# So... my Hops Labels faded...



## slcmorro (9/11/14)

So I have 5 varieties potted (potted more but some died), going ok. Problem is, the paper stuck with stickytape to the side of the pots got wet, and the writing faded.

I'm thinking from memory it could be any of: POR, Cascade, EKG, Vic Secret, Chinook, Colombus and Cluster... but I'm not sure which is which anymore. Some pics below might help identify them, if anyone is able (big ask, I know)?


----------



## Online Brewing Supplies (9/11/14)

This is the reason I believe half the hops grown at home are not what people recon they are.
Good luck with the ID.
Nev


----------



## Ducatiboy stu (9/11/14)

Needs a.bigger pot to.......make sure it doesnt dry out, Ho[ps like to be kept moist-wet and hate being dry.

Also give it regular feeds of powerfeed or some sort of organic liquid fertilizer every other week


----------



## indica86 (9/11/14)

Looks like hops.


----------



## wide eyed and legless (9/11/14)

Best method for identifying any plants is to buy a bag of plastic knives from the $2.00 shop and using a Staedtlar permanent marker write the name of the plant on the knife and bung it into the pot, will be very difficult to identify the different hop plants now and the idea above is a bit late for you to use now but use it in the future and you will always know what's what.


----------



## yum beer (9/11/14)

you may have better luck with ID when you have cones.
I find the different breeds are more notable, google search, let the interweb be your friend.

But most likely......your fucked.


----------



## fletcher (9/11/14)

single hop beer time!


----------



## MastersBrewery (9/11/14)

heh mix em all together and make a wiz bang IPA, say 5 min additions through out.

Will be awesome!!


----------



## TidalPete (9/11/14)

Next time around be smart & get aluminium tags from a garden centre.
Marking the name of whatever plant is indented into the thin aluminium & stays until the plant dies or you do.
Whichever\whoever comes first. h34r: :lol:


----------



## Florian (9/11/14)

I second Pete's idea, Bunnings sells little copper labels that you attach with a wire to your pot. i also mark the year when first planted and where I got them from.


----------



## slcmorro (10/11/14)

Thanks fellas.
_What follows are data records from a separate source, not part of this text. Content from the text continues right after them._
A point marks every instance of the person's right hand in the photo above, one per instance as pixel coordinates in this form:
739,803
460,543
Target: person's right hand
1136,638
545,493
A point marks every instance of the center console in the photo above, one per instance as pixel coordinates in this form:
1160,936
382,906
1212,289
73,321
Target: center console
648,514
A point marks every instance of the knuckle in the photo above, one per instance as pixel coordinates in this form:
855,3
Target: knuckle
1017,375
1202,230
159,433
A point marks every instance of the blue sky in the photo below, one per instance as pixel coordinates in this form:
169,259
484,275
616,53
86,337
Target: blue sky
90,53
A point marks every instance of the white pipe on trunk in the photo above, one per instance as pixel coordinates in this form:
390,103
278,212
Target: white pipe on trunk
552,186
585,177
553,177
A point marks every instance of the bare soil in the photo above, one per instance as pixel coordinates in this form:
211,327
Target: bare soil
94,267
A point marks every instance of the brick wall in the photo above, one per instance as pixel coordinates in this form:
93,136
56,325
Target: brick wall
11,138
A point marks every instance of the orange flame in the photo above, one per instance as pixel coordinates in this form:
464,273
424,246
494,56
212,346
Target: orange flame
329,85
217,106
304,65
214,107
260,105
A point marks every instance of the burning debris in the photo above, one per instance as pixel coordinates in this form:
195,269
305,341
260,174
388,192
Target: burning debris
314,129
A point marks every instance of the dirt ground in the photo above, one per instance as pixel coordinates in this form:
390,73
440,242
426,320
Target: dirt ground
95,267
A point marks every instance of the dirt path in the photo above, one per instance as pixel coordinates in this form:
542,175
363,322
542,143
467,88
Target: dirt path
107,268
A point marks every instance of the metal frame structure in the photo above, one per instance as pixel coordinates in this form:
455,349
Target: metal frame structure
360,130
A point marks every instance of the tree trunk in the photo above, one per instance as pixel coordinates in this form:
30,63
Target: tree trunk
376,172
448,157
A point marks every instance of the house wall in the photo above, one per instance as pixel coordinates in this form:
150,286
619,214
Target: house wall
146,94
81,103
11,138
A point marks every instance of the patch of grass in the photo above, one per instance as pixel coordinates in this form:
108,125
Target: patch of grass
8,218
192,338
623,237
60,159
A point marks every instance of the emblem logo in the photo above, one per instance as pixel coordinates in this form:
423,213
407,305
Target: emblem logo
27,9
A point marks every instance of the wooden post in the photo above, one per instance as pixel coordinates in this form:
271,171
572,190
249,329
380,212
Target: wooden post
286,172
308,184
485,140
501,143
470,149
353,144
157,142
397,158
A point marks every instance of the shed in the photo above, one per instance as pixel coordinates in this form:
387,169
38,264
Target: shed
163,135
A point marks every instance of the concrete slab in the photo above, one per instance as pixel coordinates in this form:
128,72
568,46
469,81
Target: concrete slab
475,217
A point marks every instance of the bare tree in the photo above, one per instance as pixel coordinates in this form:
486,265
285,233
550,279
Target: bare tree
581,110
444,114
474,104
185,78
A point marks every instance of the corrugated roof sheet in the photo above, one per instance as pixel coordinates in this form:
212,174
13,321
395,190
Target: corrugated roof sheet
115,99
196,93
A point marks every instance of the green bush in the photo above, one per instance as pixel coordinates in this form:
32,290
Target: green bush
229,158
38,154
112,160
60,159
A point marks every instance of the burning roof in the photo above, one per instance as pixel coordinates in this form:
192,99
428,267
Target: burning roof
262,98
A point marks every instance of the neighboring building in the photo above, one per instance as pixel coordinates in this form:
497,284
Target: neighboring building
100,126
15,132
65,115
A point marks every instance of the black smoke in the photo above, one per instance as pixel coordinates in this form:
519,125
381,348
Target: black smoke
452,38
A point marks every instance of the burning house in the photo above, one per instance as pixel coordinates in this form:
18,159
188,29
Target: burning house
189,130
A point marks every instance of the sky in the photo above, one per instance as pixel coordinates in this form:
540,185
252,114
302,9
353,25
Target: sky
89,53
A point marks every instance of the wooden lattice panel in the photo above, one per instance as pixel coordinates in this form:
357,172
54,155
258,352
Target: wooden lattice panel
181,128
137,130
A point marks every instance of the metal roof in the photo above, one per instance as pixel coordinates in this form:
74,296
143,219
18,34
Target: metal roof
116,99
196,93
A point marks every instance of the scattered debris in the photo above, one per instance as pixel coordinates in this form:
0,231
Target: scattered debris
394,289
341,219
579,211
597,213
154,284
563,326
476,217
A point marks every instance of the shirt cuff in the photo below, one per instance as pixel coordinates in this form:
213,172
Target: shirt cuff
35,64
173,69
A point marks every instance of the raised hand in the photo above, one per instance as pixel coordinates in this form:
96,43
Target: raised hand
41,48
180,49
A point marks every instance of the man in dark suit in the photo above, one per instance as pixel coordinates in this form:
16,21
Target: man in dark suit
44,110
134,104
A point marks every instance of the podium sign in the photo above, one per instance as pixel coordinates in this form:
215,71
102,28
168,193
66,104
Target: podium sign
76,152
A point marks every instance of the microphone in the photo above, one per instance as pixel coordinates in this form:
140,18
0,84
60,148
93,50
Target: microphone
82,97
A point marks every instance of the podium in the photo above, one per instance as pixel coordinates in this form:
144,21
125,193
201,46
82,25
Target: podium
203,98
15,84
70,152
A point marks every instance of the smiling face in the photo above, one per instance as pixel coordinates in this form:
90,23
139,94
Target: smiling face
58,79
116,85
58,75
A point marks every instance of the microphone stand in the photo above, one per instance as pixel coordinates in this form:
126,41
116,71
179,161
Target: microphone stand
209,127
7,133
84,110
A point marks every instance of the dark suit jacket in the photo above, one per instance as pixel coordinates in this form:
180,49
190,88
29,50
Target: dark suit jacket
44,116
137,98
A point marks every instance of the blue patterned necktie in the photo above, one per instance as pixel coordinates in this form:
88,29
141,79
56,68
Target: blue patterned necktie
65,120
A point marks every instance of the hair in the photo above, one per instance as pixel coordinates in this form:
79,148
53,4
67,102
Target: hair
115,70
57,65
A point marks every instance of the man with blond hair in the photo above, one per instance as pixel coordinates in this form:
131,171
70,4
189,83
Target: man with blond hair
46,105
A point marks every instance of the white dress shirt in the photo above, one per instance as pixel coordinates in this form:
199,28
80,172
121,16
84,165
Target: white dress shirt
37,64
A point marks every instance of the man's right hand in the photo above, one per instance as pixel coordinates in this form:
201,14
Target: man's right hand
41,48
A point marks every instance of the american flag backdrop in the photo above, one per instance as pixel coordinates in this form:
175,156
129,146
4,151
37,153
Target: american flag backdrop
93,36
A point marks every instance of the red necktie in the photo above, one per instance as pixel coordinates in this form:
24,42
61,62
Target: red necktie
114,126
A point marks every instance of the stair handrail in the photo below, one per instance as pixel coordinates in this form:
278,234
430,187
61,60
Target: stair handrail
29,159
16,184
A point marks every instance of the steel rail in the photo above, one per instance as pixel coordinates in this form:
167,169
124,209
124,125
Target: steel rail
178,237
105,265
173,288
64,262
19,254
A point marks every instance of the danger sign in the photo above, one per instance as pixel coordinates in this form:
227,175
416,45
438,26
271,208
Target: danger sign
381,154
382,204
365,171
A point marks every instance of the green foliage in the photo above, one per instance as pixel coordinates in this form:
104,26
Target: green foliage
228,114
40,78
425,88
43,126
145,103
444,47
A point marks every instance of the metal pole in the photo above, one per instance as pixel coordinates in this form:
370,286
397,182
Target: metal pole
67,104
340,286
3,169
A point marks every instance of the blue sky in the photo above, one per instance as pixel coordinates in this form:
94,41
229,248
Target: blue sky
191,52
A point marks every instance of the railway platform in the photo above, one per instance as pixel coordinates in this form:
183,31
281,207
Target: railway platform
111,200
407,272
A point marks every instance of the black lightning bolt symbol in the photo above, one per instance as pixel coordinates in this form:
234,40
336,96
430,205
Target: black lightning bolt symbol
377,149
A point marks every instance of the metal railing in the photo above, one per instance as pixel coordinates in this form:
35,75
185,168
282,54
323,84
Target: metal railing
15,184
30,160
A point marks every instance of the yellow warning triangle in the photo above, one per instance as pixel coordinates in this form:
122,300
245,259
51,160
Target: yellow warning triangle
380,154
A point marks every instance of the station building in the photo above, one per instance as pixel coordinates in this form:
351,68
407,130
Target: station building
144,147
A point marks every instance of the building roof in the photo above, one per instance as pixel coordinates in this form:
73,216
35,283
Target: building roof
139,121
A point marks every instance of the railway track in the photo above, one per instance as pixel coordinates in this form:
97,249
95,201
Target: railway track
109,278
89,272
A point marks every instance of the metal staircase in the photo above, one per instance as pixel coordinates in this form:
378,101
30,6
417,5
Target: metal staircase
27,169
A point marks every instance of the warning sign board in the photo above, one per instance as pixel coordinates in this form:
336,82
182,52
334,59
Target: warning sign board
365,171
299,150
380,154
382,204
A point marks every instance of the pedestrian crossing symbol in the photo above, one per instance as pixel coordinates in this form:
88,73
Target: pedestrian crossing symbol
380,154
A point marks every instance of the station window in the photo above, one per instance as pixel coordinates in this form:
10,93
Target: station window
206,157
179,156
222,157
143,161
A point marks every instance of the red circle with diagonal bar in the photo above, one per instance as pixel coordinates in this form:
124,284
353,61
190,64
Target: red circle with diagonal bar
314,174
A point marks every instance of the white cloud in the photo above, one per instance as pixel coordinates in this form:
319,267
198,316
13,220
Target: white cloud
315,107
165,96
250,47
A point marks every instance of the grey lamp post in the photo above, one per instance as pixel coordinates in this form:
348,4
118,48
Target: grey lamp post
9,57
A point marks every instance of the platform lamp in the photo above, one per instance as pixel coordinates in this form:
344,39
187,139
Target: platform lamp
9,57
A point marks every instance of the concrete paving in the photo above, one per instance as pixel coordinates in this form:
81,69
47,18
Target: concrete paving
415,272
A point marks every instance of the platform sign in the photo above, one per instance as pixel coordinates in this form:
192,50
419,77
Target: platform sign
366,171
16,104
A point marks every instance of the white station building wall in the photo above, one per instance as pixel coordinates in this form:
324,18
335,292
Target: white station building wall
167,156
I'm well and truly aware my labelling was sub-par, hence the result I now have. My ribs are bruised, ya big bunch of meanies


----------



## slcmorro (10/11/14)

They're 38L pots for the record. Biggest I could find/afford at the time  

The hops get a good soak 2-3 times a day from a bucket, about 5L each time.Currently mixing in Seasol with the water, and when I first planted I used Osmocote pellets to give the soil a bit of a kick.


----------



## gunbrew (10/11/14)

It's a long shot but I say check through your phone.
Perhaps you have a photo showing the pots when they had readable labels.


----------



## spog (10/11/14)

I see you don't have trays on the bottom of the pots to catch excess water,be an idea to use them.
Black pots on pavers= moisture loss. Put some pavers under the pots to lift them off the ground and try wrapping some white shade cloth around the pots,this will reduce the heat drying out the plants or even cooking the roots of the plants .
Cheers....spog....


----------



## wide eyed and legless (10/11/14)

Good advice by spog, black pots are good for growing spuds and getting the hop rhizome warmed up for an early start, but can definitely cook the rhizome in the summer heat. If you are growing hops long term put them in the ground.


----------



## spog (11/11/14)

Been thinking about keeping the plants moist in your pots and in one of your pics is a PET bottle,grab a 2 litre one and fill it with water,screw the cap on loosely and put a pin prick down near the bottom ,sit it in the pot as a ghetto drip irrigation system.
You may have to experiment but it will keep the hops moist during hot days.
Cheers.....spog...


----------